Browns appear overhyped, reckless in penalty-filled debut

Cleveland Browns quarterback Baker Mayfield sits on the sidelines during the second half in an NFL football game against the Tennessee Titans, Sunday, Sept. 8, 2019, in Cleveland. The Titans won 43-13.

It is not rocket science, but when an NFL team loses a game, 43-13, there is more than one thing or person to blame for the debacle.

Arguably the opening-day loss to the Tennessee Titans on Sept. 8 was the worst for the Cleveland Browns, and that includes the expansion team that lost 43-0 to the Pittsburgh Steelers in 1999. Even though I said there is not one person or thing to blame, let me toss out a couple of ideas that don’t include the referees, even though they called 18 penalties against the Browns.

Let’s start with the penalties. That is the most penalties against the Browns since 1951, a game in which the Browns won. The penalties gave the Titans an additional 182 yards. One penalty was called on Greg Robinson, who kicked an opponent in the face and denied it, despite having the cameras get a good shot of it. Robinson got ejected from the game with less than two minutes remaining in the half. His replacement, Kendall Lamm, injured his knee four plays later. That sequence would hamper any NFL team.

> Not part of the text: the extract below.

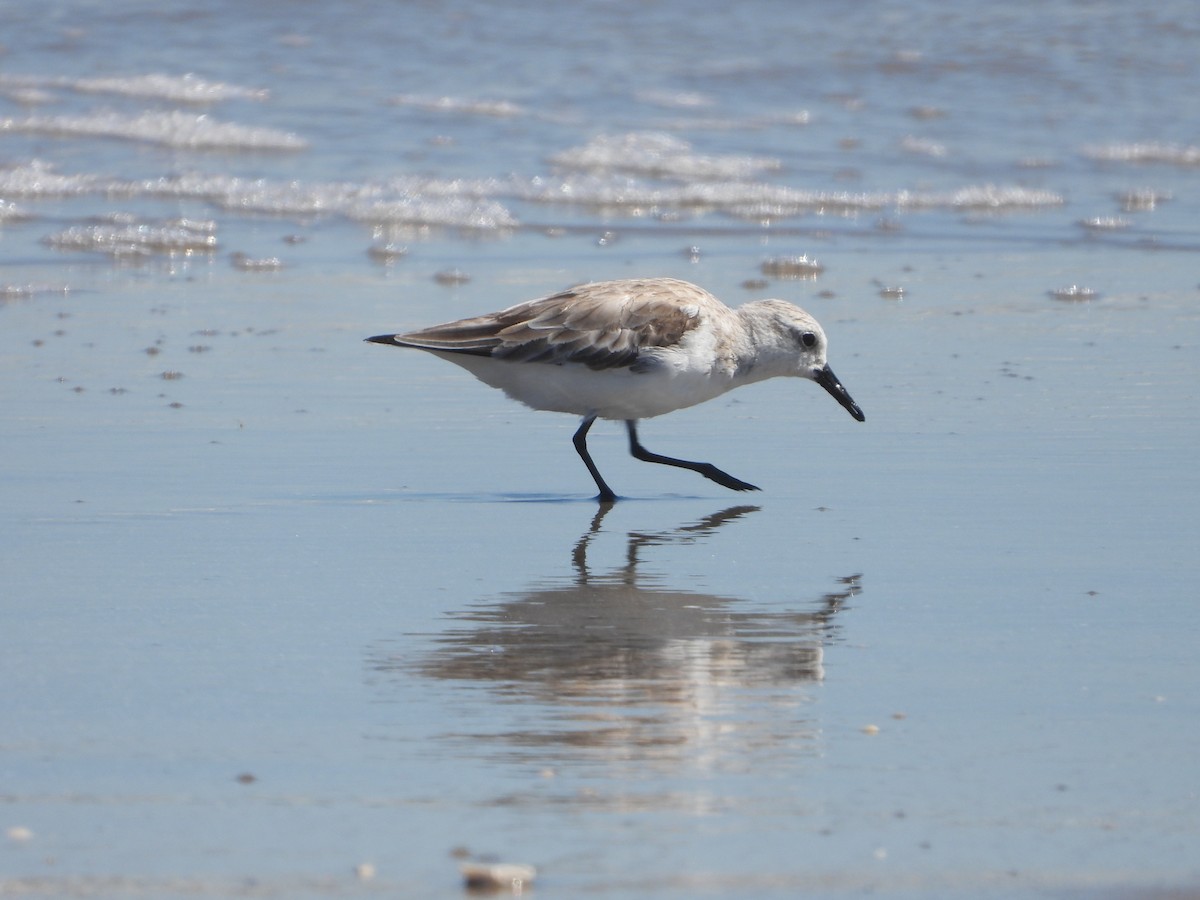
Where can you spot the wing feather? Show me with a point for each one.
(600, 325)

After taking their first possession in for a touchdown, Austin Seibert let the air out of the balloon that was FirstEnergy Stadium by missing the extra point – just a week after taking the job from Greg Joseph.

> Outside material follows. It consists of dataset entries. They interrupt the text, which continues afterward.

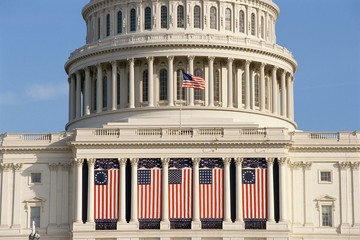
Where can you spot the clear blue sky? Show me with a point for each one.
(37, 36)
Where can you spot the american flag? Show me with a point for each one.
(254, 195)
(192, 81)
(106, 199)
(149, 193)
(180, 193)
(211, 192)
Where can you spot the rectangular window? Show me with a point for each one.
(35, 216)
(35, 177)
(326, 216)
(325, 177)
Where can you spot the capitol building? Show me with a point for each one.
(144, 157)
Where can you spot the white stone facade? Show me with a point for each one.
(138, 110)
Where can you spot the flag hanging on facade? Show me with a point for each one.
(192, 81)
(180, 189)
(106, 199)
(211, 188)
(254, 187)
(149, 189)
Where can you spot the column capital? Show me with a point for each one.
(196, 161)
(282, 161)
(53, 166)
(122, 161)
(17, 167)
(165, 161)
(79, 161)
(134, 161)
(91, 161)
(227, 161)
(239, 161)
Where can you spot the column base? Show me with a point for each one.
(196, 225)
(165, 225)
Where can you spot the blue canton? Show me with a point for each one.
(205, 176)
(144, 177)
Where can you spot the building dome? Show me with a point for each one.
(130, 72)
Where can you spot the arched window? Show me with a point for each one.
(262, 27)
(217, 85)
(119, 22)
(256, 88)
(105, 92)
(253, 24)
(163, 17)
(213, 19)
(197, 17)
(163, 85)
(198, 93)
(133, 20)
(180, 17)
(228, 19)
(180, 91)
(108, 25)
(118, 89)
(145, 86)
(241, 21)
(147, 18)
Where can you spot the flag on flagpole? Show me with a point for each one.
(191, 81)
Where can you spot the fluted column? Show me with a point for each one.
(87, 95)
(131, 83)
(239, 212)
(270, 189)
(78, 95)
(134, 166)
(170, 80)
(165, 223)
(72, 98)
(99, 90)
(17, 191)
(91, 180)
(247, 84)
(282, 189)
(114, 85)
(196, 224)
(211, 81)
(227, 203)
(78, 186)
(283, 94)
(191, 90)
(151, 80)
(230, 85)
(262, 87)
(122, 192)
(274, 91)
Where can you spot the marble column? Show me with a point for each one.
(170, 80)
(99, 90)
(151, 80)
(262, 87)
(191, 90)
(274, 91)
(114, 85)
(91, 180)
(165, 223)
(78, 186)
(230, 83)
(247, 85)
(196, 224)
(87, 95)
(211, 81)
(78, 95)
(131, 62)
(17, 196)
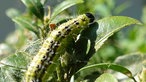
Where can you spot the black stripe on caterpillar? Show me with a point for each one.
(44, 57)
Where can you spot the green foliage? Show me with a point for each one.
(100, 53)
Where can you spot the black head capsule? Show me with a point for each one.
(90, 16)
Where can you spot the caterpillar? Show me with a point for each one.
(49, 48)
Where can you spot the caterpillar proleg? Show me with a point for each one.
(50, 46)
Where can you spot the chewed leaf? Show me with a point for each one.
(25, 23)
(109, 66)
(35, 7)
(106, 77)
(109, 25)
(64, 5)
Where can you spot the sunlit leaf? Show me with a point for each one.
(64, 5)
(108, 66)
(25, 23)
(35, 7)
(106, 77)
(109, 25)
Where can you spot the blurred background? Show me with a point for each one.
(7, 25)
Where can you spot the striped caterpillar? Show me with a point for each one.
(53, 42)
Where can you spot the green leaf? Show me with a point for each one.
(106, 77)
(35, 7)
(64, 5)
(12, 13)
(25, 23)
(12, 67)
(18, 60)
(109, 66)
(109, 25)
(132, 61)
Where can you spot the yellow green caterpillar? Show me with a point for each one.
(45, 55)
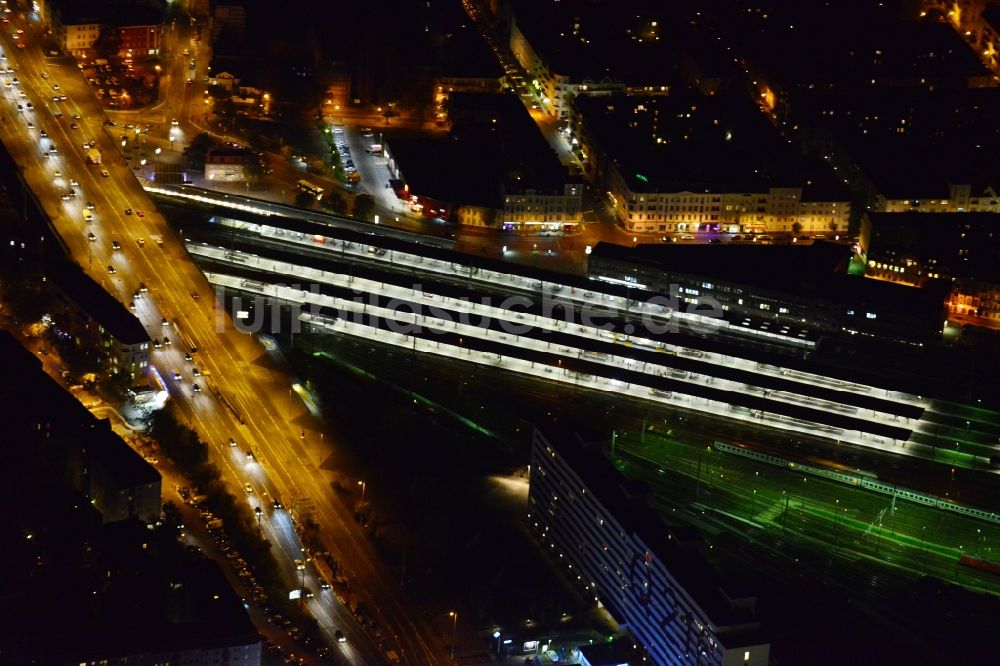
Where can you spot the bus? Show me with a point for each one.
(306, 186)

The Browns decided not to play most of their first-stringers in any of the four exhibition games and Odell Beckham Jr. chose not to show up for workouts until they were mandatory. But he did decide to wear a $189,000 watch during the game and was penalized for it. Did he think the watch would give him a better idea when the two-minute warning would take place?

It is too early to tell if General Manager John Dorsey made the right choice in picking Freddie Kitchens to be his coach, but it is not too early to say that he didn’t have to agree to let Kitchens call the offensive plays, when so many other things need his complete attention, such as shuffling the offensive line personnel due to an ejection and an injury. And, near the end of the first half, when he let 15 seconds run off the clock before the two-minute warning, when he could have gotten off two more plays.

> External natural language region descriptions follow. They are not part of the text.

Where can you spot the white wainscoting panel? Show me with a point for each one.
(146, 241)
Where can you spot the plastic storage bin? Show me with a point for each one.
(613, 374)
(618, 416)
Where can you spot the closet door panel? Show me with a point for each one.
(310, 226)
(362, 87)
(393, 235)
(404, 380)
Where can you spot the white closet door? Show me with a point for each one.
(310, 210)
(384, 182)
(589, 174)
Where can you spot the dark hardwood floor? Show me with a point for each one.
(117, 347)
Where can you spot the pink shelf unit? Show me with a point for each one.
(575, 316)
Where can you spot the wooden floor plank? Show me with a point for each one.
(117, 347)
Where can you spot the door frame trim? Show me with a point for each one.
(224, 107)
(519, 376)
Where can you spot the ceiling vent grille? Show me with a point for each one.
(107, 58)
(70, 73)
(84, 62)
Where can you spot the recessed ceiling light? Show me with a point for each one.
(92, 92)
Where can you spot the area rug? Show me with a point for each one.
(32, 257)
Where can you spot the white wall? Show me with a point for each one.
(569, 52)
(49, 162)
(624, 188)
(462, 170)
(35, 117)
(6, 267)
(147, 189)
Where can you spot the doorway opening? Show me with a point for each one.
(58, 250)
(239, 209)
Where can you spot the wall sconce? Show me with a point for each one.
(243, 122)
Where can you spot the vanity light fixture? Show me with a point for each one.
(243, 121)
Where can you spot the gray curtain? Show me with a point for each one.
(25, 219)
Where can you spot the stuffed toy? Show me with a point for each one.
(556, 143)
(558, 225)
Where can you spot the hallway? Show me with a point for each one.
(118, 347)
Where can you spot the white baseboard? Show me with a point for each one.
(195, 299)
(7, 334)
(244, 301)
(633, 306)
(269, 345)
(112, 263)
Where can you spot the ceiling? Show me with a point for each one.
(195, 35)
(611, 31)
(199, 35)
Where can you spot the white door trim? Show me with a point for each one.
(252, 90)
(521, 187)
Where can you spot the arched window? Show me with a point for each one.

Despite all of that, the Browns were only down by nine points near the end of the third quarter. This is not the time to panic. There is plenty of time for that. The schedule is tough in the first half, but statistics tell us teams that start 0-2 have a tough time making the playoffs. Oh yeah, the Steelers also lost by 30 against New England.


Letters, commentaries and opinions appearing in the Cleveland Jewish News do not necessarily reflect the opinions of the Cleveland Jewish Publication Company, its board, officers or staff.